The fact that such tests are proxies for the larger domain adds another limitation to the scores: they are estimates only, with some amount of imprecision in each. That just means that while a majority of the time students taking similar tests on consecutive days will score similarly, some will not, and some will have scores that differ a great deal. Again, in the hands of a researcher who understands these limitations and that the scores are simply a broad signal for where to look for patterns and causes, these limitations don’t render the results useless. While they are limited, they can be useful so long as that use can tolerate the fact that scores are estimates based on a proxy and nothing more.
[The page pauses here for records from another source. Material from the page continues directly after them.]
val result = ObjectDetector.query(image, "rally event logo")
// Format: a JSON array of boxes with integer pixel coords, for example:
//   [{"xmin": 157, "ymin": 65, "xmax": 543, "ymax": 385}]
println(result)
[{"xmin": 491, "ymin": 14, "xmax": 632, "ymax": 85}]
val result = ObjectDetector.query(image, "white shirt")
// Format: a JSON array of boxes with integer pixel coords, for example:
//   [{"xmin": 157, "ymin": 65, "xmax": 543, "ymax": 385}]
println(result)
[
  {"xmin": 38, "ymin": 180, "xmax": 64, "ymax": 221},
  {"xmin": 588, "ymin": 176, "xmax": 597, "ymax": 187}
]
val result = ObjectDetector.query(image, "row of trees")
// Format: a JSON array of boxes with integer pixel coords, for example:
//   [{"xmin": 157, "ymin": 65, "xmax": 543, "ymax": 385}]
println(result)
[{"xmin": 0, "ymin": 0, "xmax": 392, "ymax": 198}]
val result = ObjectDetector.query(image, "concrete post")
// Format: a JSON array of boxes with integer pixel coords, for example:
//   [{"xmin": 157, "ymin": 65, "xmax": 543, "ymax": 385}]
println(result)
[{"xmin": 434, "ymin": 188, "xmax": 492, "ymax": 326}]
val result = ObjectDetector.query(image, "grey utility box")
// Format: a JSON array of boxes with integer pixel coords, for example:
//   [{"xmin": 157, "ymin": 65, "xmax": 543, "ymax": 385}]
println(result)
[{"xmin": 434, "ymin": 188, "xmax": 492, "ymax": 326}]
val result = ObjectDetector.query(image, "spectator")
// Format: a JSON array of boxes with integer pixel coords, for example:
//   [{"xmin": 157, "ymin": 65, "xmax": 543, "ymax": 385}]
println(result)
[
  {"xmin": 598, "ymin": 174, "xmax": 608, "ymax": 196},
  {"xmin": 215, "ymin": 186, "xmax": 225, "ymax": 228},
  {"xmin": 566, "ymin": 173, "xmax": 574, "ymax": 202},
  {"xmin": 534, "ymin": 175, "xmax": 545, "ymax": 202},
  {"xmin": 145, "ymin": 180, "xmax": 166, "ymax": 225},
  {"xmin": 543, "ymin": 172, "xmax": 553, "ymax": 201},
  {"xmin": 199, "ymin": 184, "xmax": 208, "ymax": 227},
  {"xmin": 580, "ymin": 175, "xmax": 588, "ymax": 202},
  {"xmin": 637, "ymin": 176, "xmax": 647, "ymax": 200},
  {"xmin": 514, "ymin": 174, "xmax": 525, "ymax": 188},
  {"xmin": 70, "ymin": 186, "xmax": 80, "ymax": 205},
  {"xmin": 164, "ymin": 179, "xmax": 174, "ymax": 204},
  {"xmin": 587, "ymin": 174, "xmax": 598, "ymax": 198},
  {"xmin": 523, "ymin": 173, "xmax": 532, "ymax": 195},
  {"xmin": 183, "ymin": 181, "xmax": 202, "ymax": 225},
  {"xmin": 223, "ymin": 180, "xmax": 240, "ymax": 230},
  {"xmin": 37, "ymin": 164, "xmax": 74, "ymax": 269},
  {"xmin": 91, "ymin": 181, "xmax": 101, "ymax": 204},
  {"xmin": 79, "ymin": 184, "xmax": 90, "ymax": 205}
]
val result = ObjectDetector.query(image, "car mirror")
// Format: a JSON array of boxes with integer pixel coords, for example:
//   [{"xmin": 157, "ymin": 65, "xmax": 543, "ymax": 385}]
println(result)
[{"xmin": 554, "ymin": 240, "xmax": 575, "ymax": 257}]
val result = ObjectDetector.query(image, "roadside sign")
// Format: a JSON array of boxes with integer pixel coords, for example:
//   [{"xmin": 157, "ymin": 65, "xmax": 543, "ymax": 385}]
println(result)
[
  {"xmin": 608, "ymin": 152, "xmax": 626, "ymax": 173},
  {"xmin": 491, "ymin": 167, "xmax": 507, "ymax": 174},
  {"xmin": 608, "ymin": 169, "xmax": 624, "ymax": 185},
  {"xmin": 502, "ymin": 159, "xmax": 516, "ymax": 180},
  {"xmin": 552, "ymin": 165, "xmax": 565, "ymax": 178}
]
The primary confusion comes because the predictive test methodology produces reasonably consistent scores over time even though the test is based on a proxy for the entire domain. The resulting estimates (scores) are still sufficiently consistent over time to allow for researchers to find some value in them. But that doesn’t magically transform them into something they are not, opening up a world of uses beyond their design. Any use that assumed so would be silly.
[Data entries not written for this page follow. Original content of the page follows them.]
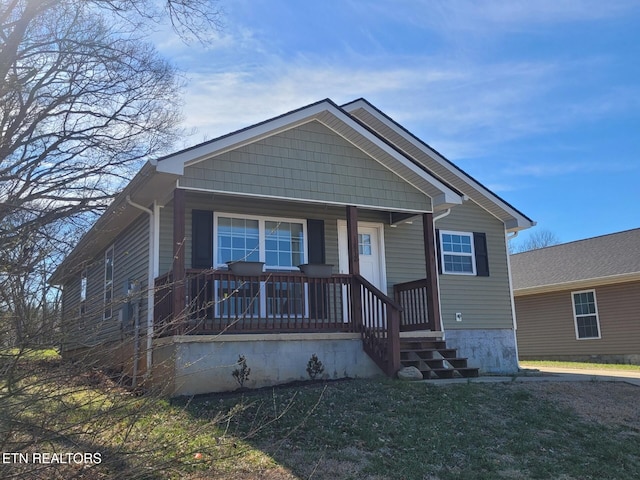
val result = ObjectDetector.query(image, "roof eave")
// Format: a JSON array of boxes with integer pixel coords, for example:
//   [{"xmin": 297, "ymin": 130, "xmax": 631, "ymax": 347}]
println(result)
[
  {"xmin": 50, "ymin": 162, "xmax": 179, "ymax": 284},
  {"xmin": 342, "ymin": 98, "xmax": 535, "ymax": 231}
]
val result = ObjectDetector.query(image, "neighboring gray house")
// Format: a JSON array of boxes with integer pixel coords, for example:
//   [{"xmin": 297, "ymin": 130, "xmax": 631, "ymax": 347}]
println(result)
[
  {"xmin": 51, "ymin": 98, "xmax": 534, "ymax": 395},
  {"xmin": 511, "ymin": 228, "xmax": 640, "ymax": 363}
]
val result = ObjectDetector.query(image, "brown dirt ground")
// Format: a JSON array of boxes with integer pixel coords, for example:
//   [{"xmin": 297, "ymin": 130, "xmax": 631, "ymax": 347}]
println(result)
[{"xmin": 516, "ymin": 381, "xmax": 640, "ymax": 430}]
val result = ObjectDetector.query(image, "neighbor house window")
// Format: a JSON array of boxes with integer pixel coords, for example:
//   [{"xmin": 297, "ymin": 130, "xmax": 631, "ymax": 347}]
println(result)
[
  {"xmin": 439, "ymin": 230, "xmax": 476, "ymax": 275},
  {"xmin": 104, "ymin": 246, "xmax": 114, "ymax": 320},
  {"xmin": 572, "ymin": 290, "xmax": 601, "ymax": 339}
]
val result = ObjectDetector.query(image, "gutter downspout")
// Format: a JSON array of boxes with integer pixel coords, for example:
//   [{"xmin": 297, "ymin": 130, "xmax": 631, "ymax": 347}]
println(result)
[
  {"xmin": 505, "ymin": 229, "xmax": 520, "ymax": 371},
  {"xmin": 433, "ymin": 209, "xmax": 451, "ymax": 223},
  {"xmin": 126, "ymin": 196, "xmax": 155, "ymax": 385},
  {"xmin": 432, "ymin": 209, "xmax": 451, "ymax": 338}
]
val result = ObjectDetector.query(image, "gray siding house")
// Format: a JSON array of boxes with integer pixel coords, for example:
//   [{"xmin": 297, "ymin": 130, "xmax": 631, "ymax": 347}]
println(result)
[
  {"xmin": 511, "ymin": 228, "xmax": 640, "ymax": 363},
  {"xmin": 51, "ymin": 98, "xmax": 534, "ymax": 395}
]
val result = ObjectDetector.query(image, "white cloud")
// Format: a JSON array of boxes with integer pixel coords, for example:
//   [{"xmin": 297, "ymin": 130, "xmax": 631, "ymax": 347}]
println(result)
[
  {"xmin": 178, "ymin": 55, "xmax": 636, "ymax": 161},
  {"xmin": 504, "ymin": 159, "xmax": 638, "ymax": 178},
  {"xmin": 179, "ymin": 63, "xmax": 429, "ymax": 138},
  {"xmin": 164, "ymin": 0, "xmax": 639, "ymax": 167}
]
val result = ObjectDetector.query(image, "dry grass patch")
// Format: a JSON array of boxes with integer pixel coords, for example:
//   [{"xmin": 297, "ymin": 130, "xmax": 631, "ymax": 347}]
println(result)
[{"xmin": 3, "ymin": 351, "xmax": 640, "ymax": 479}]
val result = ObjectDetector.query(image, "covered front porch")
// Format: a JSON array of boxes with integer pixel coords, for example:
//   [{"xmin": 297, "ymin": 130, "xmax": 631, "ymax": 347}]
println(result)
[{"xmin": 153, "ymin": 189, "xmax": 443, "ymax": 377}]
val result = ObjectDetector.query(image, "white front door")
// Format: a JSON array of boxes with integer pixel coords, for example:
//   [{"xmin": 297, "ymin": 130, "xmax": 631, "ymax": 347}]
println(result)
[{"xmin": 337, "ymin": 221, "xmax": 386, "ymax": 292}]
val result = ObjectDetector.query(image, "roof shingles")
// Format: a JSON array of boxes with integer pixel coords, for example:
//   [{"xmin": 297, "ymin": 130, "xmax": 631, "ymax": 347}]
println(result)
[{"xmin": 510, "ymin": 228, "xmax": 640, "ymax": 291}]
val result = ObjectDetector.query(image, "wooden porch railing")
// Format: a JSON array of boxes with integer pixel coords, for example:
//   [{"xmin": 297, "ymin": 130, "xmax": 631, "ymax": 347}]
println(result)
[
  {"xmin": 354, "ymin": 274, "xmax": 401, "ymax": 377},
  {"xmin": 154, "ymin": 269, "xmax": 356, "ymax": 335},
  {"xmin": 153, "ymin": 269, "xmax": 404, "ymax": 377},
  {"xmin": 153, "ymin": 271, "xmax": 174, "ymax": 336},
  {"xmin": 393, "ymin": 278, "xmax": 431, "ymax": 331}
]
Which is why the use of state test scores can rightfully be called silly. They are derived from the predictive test methodology yet are treated not as proxies, but as representative of an entire domain, worthy of teaching to and guiding learning when that cannot be the case. They are treated not as estimates useful for research, but absolutes to make judgements. And worst, they are treated as signals of quality when that was never in their design.
This last point has been particularly disastrous for schools that serve students from historically marginalized communities. It is a fact that if you order students as of a day on a domain such as literacy—whether via proxy or a more complete measure—and some aspect of society contributes heavily to students’ ability to acquire knowledge within that domain, the ordering will reflect that. But as of that moment no judgment is available to be made. Some set of students may be behind because of real failure in their efforts or those of the school, in which case remedies for failure should be available and applied. But they may just as well be behind due to a lack of opportunity. In that case a failure judgment and remedy would be wrong, even unethical, as it would be the wrong remedy.
Rather, a different remedy should be applied that addresses the issue of being behind as being behind, but not failure. Mislabeling the problem would be a huge mistake as it would create perceptions that may not be real, force actions that run counter to need, and justify historical biases. Even worse, labeling being behind as failure risks converting being behind to failure, in which case the current system of test-based accountability could be said to have been a contributing cause to the further suffering of those who can least afford it, to the detriment of our nation as a whole.
In short, every role educational policy asks predictive tests to play is outside and beyond their design, with a profound number of ill effects that come from their bad assumptions. Predictive tests cannot be used to judge quality or effectiveness, guide or drive instruction, or indicate the effectiveness of policy.
So, there you have it: predictive tests work by being predictive, but in order to be predictive they can’t be much else, and they certainly cannot be used as the primary tool in school accountability. The sooner we all realize that fact the better.